As our readers know, the FMLA provides certain employees up to 12 workweeks of leave for, among other things, a “serious health condition.” An employee can show the existence of a serious health condition by several methods that include establishing that the employee has an illness or injury that involves “continuing treatment by a health care provider.” Under federal regulations, “treatment by a health care provider” means actually visiting a health care provider in-person. That regulation was added in 2008 to make clear that phone calls, letters, emails, and text messages exchanged with a doctor are not “treatment.”

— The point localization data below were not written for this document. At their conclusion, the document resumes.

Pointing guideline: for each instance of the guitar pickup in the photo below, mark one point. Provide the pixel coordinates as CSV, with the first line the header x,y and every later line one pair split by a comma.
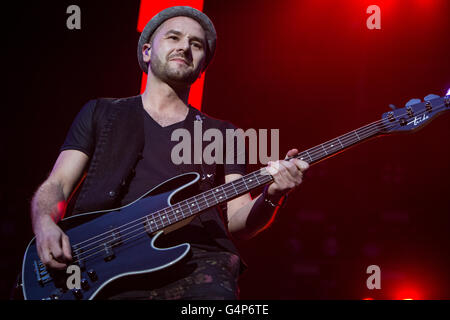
x,y
76,255
116,238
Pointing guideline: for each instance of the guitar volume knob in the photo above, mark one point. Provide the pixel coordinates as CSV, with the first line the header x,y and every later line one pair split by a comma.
x,y
77,294
92,275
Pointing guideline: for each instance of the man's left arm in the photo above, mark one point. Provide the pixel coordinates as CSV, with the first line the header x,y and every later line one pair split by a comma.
x,y
247,217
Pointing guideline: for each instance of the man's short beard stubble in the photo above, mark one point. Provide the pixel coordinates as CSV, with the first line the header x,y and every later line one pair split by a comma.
x,y
171,75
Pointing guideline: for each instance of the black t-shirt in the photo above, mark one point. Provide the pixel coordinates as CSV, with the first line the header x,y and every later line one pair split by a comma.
x,y
154,167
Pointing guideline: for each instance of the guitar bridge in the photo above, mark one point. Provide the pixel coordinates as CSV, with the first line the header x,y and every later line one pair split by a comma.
x,y
42,275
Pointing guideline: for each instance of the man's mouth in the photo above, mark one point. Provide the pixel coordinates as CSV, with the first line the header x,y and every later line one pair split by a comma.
x,y
180,60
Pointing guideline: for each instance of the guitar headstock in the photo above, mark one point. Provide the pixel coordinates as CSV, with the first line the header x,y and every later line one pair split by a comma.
x,y
415,114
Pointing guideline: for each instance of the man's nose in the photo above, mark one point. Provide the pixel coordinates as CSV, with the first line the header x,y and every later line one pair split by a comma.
x,y
183,44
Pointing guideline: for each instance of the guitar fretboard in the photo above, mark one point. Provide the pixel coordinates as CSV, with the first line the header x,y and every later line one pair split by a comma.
x,y
228,191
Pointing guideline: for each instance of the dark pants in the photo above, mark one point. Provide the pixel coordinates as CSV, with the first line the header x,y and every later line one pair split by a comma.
x,y
199,276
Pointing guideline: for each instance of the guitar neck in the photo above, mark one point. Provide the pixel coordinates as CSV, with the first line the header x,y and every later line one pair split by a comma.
x,y
228,191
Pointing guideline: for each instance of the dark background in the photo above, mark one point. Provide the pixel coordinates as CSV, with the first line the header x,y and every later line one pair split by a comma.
x,y
309,68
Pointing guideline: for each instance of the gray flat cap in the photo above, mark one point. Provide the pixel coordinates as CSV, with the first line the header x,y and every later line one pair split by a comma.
x,y
171,12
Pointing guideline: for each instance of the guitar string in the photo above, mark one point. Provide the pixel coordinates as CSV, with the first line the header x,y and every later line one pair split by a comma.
x,y
242,182
187,200
180,207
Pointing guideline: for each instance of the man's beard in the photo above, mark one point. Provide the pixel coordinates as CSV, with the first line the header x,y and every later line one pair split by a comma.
x,y
172,74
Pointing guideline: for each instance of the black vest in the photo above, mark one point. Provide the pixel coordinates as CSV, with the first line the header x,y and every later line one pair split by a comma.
x,y
117,123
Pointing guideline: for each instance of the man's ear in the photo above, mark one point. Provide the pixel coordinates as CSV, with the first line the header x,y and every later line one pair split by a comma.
x,y
146,51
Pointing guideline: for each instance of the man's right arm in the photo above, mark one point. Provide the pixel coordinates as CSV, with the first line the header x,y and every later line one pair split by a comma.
x,y
47,208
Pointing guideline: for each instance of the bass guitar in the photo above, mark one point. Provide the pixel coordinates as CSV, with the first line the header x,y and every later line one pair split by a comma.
x,y
110,244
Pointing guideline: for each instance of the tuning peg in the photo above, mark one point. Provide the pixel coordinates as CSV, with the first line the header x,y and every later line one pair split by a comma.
x,y
430,97
412,101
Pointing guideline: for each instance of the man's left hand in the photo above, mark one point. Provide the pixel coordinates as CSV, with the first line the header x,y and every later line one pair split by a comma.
x,y
287,175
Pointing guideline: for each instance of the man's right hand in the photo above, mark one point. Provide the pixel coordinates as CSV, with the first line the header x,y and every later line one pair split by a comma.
x,y
52,243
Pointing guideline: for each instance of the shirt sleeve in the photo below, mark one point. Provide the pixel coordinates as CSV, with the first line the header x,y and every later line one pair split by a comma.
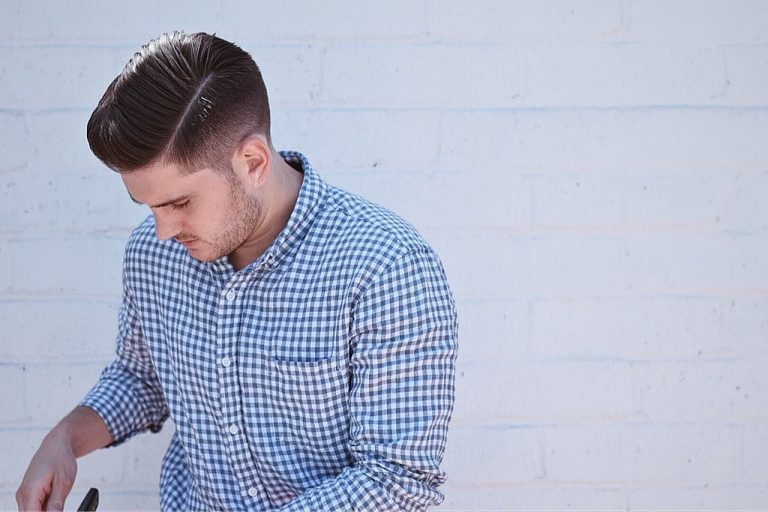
x,y
128,396
404,344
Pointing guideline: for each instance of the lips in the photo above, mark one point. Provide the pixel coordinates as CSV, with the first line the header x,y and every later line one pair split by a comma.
x,y
187,243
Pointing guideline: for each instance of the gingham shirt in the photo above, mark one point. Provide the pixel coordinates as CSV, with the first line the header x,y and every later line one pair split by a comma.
x,y
319,377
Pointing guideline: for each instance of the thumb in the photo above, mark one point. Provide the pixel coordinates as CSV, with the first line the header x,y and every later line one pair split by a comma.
x,y
62,484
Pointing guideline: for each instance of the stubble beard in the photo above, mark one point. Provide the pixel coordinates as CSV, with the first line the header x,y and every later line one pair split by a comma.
x,y
240,221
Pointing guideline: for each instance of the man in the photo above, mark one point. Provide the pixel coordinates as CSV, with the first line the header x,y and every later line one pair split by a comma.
x,y
302,339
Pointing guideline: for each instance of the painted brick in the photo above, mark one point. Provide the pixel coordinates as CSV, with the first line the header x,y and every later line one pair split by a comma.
x,y
132,466
703,264
643,453
643,328
347,19
707,496
83,266
447,76
14,142
533,495
461,200
623,75
611,140
521,21
84,330
493,330
499,455
67,203
514,266
46,392
57,77
754,450
747,71
360,141
732,392
65,131
531,395
709,22
650,201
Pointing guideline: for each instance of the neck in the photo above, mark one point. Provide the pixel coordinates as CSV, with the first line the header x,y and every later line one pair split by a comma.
x,y
277,202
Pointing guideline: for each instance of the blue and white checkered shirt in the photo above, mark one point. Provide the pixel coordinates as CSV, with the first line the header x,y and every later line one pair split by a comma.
x,y
319,377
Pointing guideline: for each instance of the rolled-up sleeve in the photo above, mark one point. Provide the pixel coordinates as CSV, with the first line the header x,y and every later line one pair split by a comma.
x,y
403,352
128,395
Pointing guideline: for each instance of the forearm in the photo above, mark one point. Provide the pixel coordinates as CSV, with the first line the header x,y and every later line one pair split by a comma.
x,y
368,487
83,430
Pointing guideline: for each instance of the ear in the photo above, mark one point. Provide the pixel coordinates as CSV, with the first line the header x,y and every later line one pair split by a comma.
x,y
252,160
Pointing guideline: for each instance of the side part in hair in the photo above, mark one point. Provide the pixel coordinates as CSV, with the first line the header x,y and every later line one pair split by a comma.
x,y
182,99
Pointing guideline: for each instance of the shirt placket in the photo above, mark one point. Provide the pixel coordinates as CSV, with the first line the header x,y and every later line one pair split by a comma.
x,y
230,309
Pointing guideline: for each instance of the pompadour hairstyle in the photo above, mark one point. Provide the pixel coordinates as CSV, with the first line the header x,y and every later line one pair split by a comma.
x,y
183,99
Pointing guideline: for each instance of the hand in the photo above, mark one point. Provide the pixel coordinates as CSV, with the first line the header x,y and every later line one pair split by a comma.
x,y
49,477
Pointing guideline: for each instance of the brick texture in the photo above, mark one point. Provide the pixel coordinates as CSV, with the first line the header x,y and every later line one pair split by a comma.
x,y
593,174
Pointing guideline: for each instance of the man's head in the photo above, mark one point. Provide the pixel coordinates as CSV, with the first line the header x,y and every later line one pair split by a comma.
x,y
187,100
186,124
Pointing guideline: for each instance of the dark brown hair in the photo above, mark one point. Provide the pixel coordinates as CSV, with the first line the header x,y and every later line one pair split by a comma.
x,y
184,99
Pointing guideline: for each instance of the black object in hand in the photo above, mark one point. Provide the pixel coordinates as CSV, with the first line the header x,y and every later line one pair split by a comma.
x,y
90,502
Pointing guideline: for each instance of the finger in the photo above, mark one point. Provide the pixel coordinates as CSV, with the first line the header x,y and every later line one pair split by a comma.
x,y
59,492
30,500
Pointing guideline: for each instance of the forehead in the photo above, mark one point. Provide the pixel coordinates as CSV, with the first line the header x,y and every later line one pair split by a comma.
x,y
156,184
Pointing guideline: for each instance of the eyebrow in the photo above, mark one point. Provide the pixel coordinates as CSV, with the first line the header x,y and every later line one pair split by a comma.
x,y
167,203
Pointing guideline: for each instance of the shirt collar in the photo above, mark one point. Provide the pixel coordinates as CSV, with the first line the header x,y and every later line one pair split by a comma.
x,y
311,197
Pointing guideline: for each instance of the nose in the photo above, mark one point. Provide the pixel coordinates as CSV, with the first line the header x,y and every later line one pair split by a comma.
x,y
167,225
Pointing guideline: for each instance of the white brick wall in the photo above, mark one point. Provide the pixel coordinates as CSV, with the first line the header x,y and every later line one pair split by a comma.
x,y
593,173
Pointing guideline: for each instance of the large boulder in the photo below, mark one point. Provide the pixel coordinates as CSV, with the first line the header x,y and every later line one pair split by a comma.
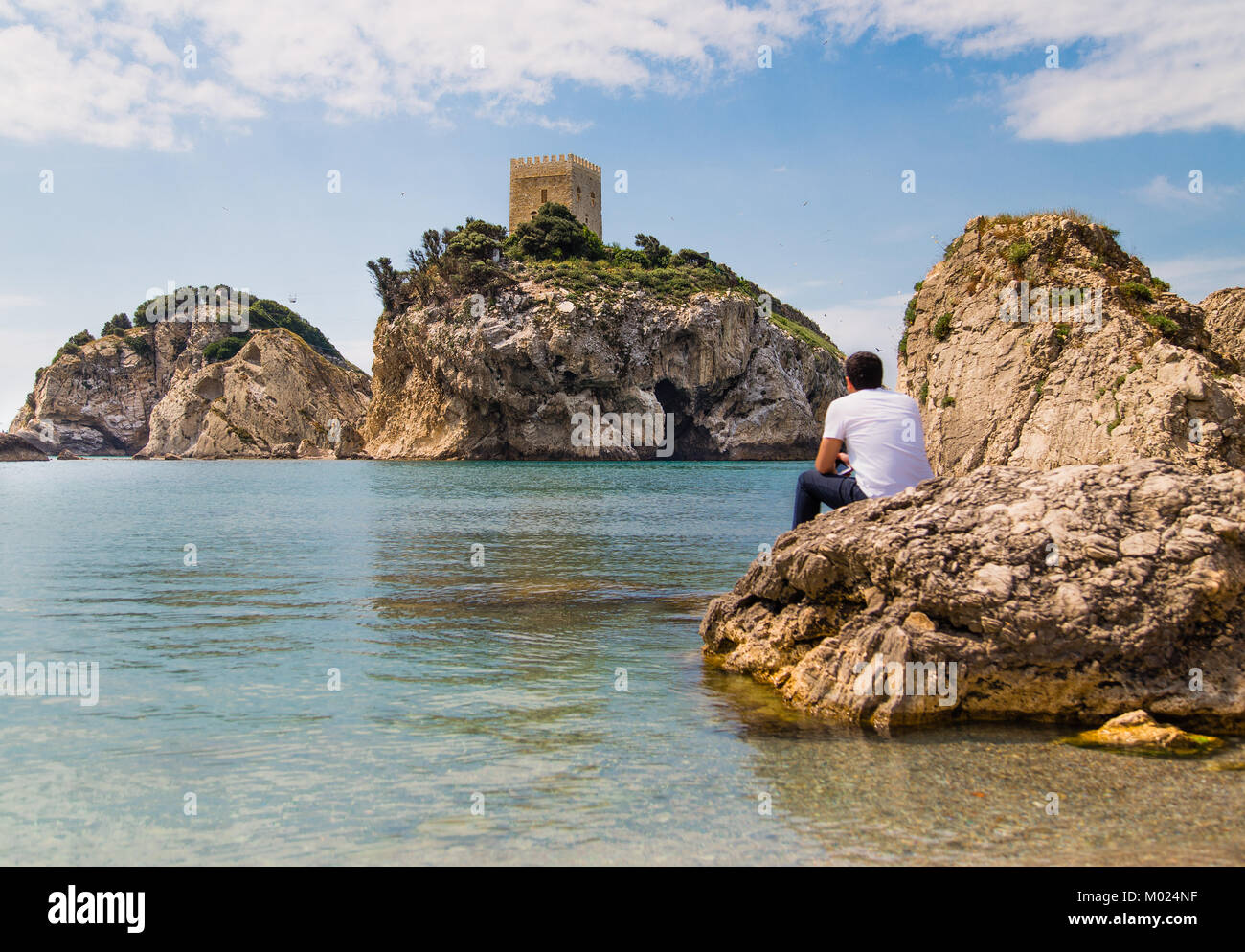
x,y
1074,595
1145,377
505,378
274,394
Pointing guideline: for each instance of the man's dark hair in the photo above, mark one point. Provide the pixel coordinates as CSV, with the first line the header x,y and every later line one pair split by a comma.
x,y
864,370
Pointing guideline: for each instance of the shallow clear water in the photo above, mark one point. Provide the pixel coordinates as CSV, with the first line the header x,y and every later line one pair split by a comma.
x,y
496,680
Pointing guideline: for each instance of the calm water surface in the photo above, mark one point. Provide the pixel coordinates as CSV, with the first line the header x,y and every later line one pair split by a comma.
x,y
490,685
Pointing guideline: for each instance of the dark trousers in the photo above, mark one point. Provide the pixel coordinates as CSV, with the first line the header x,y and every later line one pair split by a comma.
x,y
812,489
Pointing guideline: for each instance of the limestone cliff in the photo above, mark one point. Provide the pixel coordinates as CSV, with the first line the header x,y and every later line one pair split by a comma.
x,y
1225,324
277,397
1059,383
506,381
1008,594
100,396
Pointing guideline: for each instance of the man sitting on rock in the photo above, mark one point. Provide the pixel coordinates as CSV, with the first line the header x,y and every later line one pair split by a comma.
x,y
883,432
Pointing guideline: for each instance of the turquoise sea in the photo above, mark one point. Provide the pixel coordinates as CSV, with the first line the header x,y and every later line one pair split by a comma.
x,y
480,717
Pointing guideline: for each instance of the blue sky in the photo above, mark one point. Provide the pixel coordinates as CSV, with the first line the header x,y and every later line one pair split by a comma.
x,y
791,174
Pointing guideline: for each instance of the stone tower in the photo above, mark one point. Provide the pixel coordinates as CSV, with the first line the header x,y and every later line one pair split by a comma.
x,y
569,179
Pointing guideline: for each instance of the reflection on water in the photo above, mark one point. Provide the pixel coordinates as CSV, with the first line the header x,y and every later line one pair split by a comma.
x,y
489,683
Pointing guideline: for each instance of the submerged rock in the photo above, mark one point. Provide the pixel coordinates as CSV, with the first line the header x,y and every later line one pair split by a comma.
x,y
98,396
275,392
1137,732
1008,594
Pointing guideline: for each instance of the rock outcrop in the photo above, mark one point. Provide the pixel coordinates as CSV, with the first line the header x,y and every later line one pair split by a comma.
x,y
1072,595
1154,379
1137,732
15,449
98,398
274,395
102,397
506,383
1225,324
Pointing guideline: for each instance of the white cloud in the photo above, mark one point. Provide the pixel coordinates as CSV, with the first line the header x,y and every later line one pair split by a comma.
x,y
117,79
1161,192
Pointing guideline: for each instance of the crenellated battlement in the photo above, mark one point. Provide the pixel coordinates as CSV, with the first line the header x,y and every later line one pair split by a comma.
x,y
567,179
535,162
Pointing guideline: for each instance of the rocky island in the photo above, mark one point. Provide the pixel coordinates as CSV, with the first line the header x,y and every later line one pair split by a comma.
x,y
489,345
488,348
1053,570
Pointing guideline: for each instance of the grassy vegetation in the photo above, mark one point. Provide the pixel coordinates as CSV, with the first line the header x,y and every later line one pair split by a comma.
x,y
74,344
1072,215
224,349
138,344
1163,324
261,314
555,249
1017,253
1136,290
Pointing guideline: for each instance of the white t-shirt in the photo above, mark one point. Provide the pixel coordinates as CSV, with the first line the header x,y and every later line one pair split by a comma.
x,y
883,437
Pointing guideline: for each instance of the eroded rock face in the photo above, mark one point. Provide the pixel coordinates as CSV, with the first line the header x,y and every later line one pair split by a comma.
x,y
15,449
1067,595
272,396
99,399
1225,324
1137,732
505,385
1153,381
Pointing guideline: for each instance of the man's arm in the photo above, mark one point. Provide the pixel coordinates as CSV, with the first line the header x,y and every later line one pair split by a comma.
x,y
828,456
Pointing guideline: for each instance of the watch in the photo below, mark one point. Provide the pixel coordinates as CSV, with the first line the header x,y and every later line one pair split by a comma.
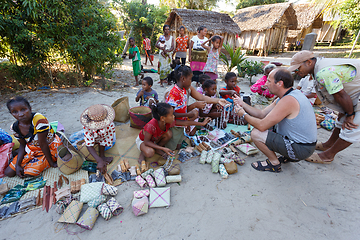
x,y
349,115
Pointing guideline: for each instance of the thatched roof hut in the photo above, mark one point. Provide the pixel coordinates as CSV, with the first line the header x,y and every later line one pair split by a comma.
x,y
309,17
264,28
216,23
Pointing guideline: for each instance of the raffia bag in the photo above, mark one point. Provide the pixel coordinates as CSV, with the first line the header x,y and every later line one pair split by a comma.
x,y
81,146
139,116
69,160
121,107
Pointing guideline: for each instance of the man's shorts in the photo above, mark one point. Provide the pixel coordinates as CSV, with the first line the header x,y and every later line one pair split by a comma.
x,y
352,135
288,148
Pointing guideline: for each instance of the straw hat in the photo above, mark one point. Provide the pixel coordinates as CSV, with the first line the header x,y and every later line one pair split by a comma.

However, in response to the COVID-19 pandemic, the DOL issued guidance in July 2020 that was confirmed and extended by a more recent DOL Wage and Hour Division Field Assistance Bulletin, which states that telemedicine, which “typically involves face-to-face examinations or treatment of patients by remote video conference via computers or mobile devices” will be considered an “in-person” visit, provided the visit meets these three criteria:
- It is an examination, evaluation, or treatment by a health care provider;
- it is permitted and accepted by state licensing authorities; and,
- it generally should be performed by video conference.
That said, the Field Assistance Bulletin also made clear that “a simple telephone call, letter, email, or text message” remains “insufficient, by themselves” to satisfy the in-person requirement.
Bearing all of that in mind, employers evaluating the adequacy of FMLA certification documents must, at least for the duration of the ongoing pandemic, consider telemedicine appointments to be “treatment” for purposes of the FMLA provided the three criteria above are satisfied. And as always, questions regarding the application of this and any other COVID-19-related employment law issues should be directed to experienced counsel.